### ZONAL STATISTICS AND MERGE ALL DATA FROM NOTEBOOKS 1 THRU 4

In [6]:
# Modules.
import pandas as pd
import numpy as np
from pathlib import Path

In [7]:
# Paths.
acs_path      = Path("data/acs/acs_socioeconomic_tract_2022.csv")
nlcd_path     = Path("data/raster/nlcd_calc_tracts.csv")
addfeat_path  = Path("data/additional_features/nyc_tracts_new_variables.csv")
heat_path     = Path("data/heat/JFK_2025_JJA_extreme_heat_90.csv")
calls_path    = Path("data/nyc_311/nyc_311_tract_day_2025.csv")

out_daily     = Path("data/model/nyc_tract_summer_2025_daily.csv")
out_weekly    = Path("data/model/nyc_tract_summer_2025_weekly.csv")
out_tract     = Path("data/model/nyc_tract_obs_summer_2025_cross_section.csv")

In [8]:
# Load data.
acs = pd.read_csv(acs_path, dtype = {"GEOID": str})
nlcd = pd.read_csv(nlcd_path, dtype = {"GEOID": str})
addfeat = pd.read_csv(addfeat_path, dtype = {"GEOID": str})
heat = pd.read_csv(heat_path)
calls = pd.read_csv(calls_path, dtype = {"GEOID": str})

In [9]:
# Align data dates.
heat["DATE"] = pd.to_datetime(heat["DATE"])
heat["EXTREME_HEAT"] = heat["EXTREME_HEAT"].str.strip().str.lower()

# Convert to binary.
heat["EXTREME_HEAT"] = heat["EXTREME_HEAT"].map({"yes": 1, "no": 0}).astype("int")
calls["DATE"] = pd.to_datetime(calls["DATE"])

In [10]:
# Merge panels.
# Left join because calls define the tract × date panel.
daily = calls.merge(heat, on = "DATE", how = "left")

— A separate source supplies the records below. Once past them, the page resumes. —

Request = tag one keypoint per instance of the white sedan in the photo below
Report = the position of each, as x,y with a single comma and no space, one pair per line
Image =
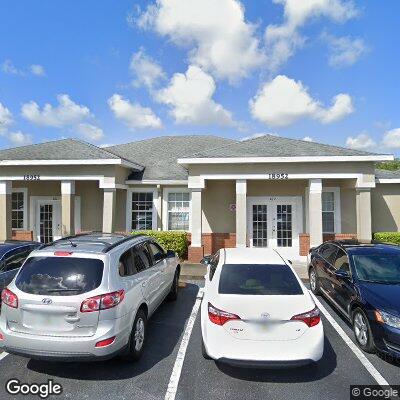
257,312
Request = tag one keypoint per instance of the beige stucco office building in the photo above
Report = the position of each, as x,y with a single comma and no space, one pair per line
269,191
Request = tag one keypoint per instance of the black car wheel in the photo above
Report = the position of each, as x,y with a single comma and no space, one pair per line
314,281
362,331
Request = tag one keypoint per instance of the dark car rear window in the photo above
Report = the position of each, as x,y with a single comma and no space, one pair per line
60,276
258,279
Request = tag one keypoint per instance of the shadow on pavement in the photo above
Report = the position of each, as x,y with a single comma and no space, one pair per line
164,331
313,372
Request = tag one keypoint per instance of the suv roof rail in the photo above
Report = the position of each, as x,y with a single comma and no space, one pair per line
107,245
125,239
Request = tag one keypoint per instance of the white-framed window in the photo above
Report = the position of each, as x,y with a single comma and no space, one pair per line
18,209
331,217
177,209
141,210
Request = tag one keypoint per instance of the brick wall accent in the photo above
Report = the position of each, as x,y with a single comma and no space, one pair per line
304,240
22,235
195,254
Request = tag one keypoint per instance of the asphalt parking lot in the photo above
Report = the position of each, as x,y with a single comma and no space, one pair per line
199,378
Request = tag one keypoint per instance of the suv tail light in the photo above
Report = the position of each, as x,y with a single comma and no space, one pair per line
9,298
310,318
220,317
102,302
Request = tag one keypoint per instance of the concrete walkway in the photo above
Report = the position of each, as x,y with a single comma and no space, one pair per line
197,271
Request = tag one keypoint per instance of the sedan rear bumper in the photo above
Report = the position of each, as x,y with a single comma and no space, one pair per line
276,364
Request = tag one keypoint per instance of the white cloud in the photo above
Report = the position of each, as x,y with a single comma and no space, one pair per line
391,139
19,139
283,101
190,98
6,118
147,72
8,67
133,114
90,132
66,113
344,51
216,32
361,142
37,70
283,40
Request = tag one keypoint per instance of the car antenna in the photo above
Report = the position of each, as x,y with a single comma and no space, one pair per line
72,243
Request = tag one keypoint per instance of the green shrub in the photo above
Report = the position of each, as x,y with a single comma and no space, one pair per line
388,237
170,240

# Merge ACS, NLCD, additional features (tract-level).
daily = daily.merge(acs, on = "GEOID", how = "left")
daily = daily.merge(nlcd, on = "GEOID", how = "left")
daily = daily.merge(addfeat, on = "GEOID", how = "left")

# Dependent variable.
daily["QOL_RATE_1K"] = (daily["QOL_CALLS"] / daily["TOTAL_CALLS"]) * 1000
daily["QOL_RATE_10K"] = (daily["QOL_CALLS"] / daily["TOTAL_CALLS"]) * 10000
daily["LOG_QOL_RATE_1K"] = np.log(daily["QOL_RATE_1K"] + 1)
daily["LOG_QOL_RATE_10K"] = np.log(daily["QOL_RATE_10K"] + 1)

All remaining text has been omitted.